In the 2012 federal budget, then prime minister Stephen Harper’s Conservative government planned to increase the minimum age to receive OAS support from 65 to 67 starting in 2023. 

In the 2016 budget, Prime Minister Justin Trudeau’s Liberals reversed that decision.  

Civil unrest began in France after President Emmanuel Macron moved to raise the minimum retirement age to 64 from 62 to bring the nation’s retirement age in line with other European countries. The two-year increase to the minimum retirement age is a necessary move, according to Macron, in order to address the country’s aging population and debt. 

FUNDING RETIREMENT 

Lisa Raitt, co-chair of Coalition for a Better Future, vice-chair of global investment banking at CIBC Capital Markets and former natural resources minister, said in an interview on March 29, that OAS payments and government-guaranteed income will cost about $60 billion this year. 

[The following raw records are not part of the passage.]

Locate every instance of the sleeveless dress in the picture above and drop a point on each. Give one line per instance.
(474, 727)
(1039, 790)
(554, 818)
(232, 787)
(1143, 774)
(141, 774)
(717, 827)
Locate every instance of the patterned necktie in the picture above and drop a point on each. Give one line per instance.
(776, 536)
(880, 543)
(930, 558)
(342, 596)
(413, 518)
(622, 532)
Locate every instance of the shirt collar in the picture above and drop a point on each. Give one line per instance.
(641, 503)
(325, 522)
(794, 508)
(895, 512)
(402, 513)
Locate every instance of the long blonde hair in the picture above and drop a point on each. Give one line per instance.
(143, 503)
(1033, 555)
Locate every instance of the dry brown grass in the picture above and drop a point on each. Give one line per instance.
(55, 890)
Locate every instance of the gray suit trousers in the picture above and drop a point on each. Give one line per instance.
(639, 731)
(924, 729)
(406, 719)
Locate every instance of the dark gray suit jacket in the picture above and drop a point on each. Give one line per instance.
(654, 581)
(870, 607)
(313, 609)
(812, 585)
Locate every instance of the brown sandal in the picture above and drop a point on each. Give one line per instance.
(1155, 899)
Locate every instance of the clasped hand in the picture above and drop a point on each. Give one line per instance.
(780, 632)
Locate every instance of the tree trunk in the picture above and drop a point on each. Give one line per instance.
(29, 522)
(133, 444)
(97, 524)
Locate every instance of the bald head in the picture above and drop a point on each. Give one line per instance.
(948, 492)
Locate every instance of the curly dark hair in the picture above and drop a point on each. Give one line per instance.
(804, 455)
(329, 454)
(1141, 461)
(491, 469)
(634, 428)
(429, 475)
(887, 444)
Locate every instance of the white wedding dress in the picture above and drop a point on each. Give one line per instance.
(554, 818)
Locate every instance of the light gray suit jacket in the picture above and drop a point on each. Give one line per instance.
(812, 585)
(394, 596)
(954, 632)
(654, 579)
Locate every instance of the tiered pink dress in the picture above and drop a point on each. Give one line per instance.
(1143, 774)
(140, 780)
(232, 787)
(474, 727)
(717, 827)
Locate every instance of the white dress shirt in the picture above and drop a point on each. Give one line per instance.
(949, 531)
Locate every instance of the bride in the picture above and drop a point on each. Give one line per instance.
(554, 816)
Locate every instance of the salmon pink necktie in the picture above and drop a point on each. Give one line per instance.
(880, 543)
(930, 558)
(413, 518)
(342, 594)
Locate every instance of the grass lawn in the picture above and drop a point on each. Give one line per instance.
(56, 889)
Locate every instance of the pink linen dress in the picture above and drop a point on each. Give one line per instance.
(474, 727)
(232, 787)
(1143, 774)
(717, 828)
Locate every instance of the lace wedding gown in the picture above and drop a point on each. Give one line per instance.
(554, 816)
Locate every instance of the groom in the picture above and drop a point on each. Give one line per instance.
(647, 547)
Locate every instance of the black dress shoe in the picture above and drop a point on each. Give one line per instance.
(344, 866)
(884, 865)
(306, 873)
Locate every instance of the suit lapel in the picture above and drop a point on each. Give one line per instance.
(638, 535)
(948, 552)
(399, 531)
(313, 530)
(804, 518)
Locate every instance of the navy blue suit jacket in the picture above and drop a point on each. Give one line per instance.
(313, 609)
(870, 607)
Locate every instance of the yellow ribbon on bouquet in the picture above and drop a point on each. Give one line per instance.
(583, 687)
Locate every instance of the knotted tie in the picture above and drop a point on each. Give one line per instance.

By 2027, Raitt said OAS costs will rise by around 50 per cent to $90 billion. She said there is not a “special trust” that currently exists to meet rising OAS costs and that funding will come from taxation. 

As Canadians age, Raitt said long-term care will become a significant issue that requires more attention. Germany and parts of the U.S. fund long-term care through a “payroll type tax,” she said, which is not something she advocates for. 

“It's just recognizing, we're going to have to have a separate fund to pay for that, and it can't always compete with people who want to have more money for the provision of services within a hospital,” Raitt said.

Orlando said the federal government will likely be able to continue to fund existing programs long-term, including retirement, as long as doing so doesn’t impact the federal government's fiscal anchor, the debt-to-gross domestic product (GDP) ratio. 

“For as long as debt to GDP is not increasing on an unsustainable path, then the ability for the government to be able to keep funding the programs they have in place is there,” he said. 

“So you're not having a day of reckoning where you have to make significant changes to your policy system for so long as you're able to make these ratios improve over time.”